Juan Carlos Fresnadillo no duda en robar varios elementos a películas como El exorcista o Candyman para crear un universo propio que no parece demasiado colocado si se analiza con alguna frialdad. Es indudable que tiene aciertos en algunos de sus planteamientos y que bucea con sabiduría en el miedo al anonimato, en el polvo que nunca probó el amor, en los secretos bien guardados para no revivir viejos temores pero también yerra profundamente cuando se adentra por caminos religiosos que, debido al cierre final de la historia, acaban por no tener ninguna lógica. En algunos momentos, parece como si no se creyera demasiado lo que está contando y se desvía por el fácil camino de la levedad y de la nadería. Aún así, el guión está punteado con algunas notas de inteligencia que delatan su buena intención y su interés porque el empeño salga más que aceptable aunque sólo lo consiga a medias.

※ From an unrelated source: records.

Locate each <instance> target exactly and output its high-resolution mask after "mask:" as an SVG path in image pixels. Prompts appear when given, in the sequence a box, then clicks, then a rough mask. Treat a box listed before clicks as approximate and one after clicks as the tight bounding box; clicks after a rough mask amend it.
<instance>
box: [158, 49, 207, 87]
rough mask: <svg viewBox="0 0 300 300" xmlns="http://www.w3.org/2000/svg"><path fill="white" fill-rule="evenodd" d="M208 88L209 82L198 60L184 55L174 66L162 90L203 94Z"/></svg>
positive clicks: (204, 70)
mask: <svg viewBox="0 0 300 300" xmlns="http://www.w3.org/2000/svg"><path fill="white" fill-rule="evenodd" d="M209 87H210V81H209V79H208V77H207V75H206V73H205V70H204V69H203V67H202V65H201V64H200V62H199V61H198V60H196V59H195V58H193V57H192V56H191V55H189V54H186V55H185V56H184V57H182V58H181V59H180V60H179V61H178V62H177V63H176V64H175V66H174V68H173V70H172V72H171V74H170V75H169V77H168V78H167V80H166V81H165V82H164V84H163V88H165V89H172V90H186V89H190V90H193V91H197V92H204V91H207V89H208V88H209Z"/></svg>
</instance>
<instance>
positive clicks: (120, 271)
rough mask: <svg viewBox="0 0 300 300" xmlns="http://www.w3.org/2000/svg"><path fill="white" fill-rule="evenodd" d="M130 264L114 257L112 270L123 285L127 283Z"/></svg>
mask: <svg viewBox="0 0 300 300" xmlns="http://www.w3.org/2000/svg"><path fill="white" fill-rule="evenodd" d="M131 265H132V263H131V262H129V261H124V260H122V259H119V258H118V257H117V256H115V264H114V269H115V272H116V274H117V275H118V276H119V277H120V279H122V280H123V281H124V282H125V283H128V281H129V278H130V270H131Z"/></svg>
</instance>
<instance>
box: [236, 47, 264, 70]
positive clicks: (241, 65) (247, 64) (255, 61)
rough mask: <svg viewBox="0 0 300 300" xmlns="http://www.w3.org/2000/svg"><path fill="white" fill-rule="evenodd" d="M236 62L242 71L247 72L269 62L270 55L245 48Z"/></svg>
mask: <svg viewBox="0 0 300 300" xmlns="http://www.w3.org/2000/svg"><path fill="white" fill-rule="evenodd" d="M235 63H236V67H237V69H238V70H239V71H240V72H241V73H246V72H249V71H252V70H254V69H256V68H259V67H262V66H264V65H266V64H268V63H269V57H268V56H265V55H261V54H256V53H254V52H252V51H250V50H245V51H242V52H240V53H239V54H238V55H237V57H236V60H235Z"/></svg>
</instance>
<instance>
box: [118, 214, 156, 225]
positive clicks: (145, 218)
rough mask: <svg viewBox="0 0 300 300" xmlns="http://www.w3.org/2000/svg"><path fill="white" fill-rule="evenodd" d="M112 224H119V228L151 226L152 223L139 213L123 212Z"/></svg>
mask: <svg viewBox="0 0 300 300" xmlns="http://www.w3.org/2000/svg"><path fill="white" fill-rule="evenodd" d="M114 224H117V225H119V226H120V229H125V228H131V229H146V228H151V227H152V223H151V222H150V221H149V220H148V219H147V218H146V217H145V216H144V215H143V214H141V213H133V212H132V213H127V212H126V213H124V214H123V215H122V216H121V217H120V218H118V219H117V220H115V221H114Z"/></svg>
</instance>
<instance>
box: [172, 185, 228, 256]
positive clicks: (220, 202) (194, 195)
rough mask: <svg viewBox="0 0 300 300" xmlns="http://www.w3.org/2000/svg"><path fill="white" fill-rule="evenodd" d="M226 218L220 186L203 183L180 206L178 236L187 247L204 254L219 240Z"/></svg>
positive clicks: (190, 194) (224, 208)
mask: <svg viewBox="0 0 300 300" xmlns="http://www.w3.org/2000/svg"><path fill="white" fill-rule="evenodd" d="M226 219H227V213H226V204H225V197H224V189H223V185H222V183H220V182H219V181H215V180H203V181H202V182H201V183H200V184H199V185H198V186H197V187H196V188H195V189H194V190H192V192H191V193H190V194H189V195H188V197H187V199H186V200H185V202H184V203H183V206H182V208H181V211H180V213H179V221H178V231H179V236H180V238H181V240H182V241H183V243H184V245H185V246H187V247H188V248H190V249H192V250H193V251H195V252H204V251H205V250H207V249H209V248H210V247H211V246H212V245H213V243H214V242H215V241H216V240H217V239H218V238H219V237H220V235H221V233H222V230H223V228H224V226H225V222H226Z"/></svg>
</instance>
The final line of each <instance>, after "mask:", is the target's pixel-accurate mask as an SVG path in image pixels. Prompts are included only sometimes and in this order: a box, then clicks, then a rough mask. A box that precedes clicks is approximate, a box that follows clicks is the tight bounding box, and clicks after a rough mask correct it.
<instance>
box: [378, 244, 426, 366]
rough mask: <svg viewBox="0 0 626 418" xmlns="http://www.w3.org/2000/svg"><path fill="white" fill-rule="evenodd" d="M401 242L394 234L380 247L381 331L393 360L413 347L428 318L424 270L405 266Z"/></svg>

El amor de un padre (o de una madre) suele ser de tal grandeza que, al hacerlo realidad, se cae demasiadas veces en errores de sobreprotección, en intentos de parar un tiempo que sigue su marcha con el compás de un segundero sin piedad. El cariño es capaz de transformarse en terror, en el despertar de temores que seguirán dormidos mientras la memoria no nos haga acudir a ellos. Para ello basta con valorar lo que se posee, fomentar la fantasía que siempre será una puerta abierta al escape pero que no tiene que dejar entrar las inquietudes, acariciar en el momento justo, dar calor en la noche adecuada. Somos adultos y, aunque no nos queramos dar cuenta, nos acompañan los mismos temores que nos hicieron mirar debajo de nuestras camas.

Los fantasmas de la realidad son los que hay que controlar. Los que aparecen al cerrar los ojos son personajes de una película que es pura mentira por mucho que parezcan reflejos del día. Quizá haciendo frente a nuestros auténticos temores podremos lograr que los espectros ardan, que las sombras sean acogedoras, que los miedos se vuelvan sonrisas, que el descanso acompañe nuestras noches, que nuestros hijos aprecien todo nuestro amor y que las lágrimas sólo sean los postreros acentos de una emoción que nunca tiene que faltar en la infancia vivida.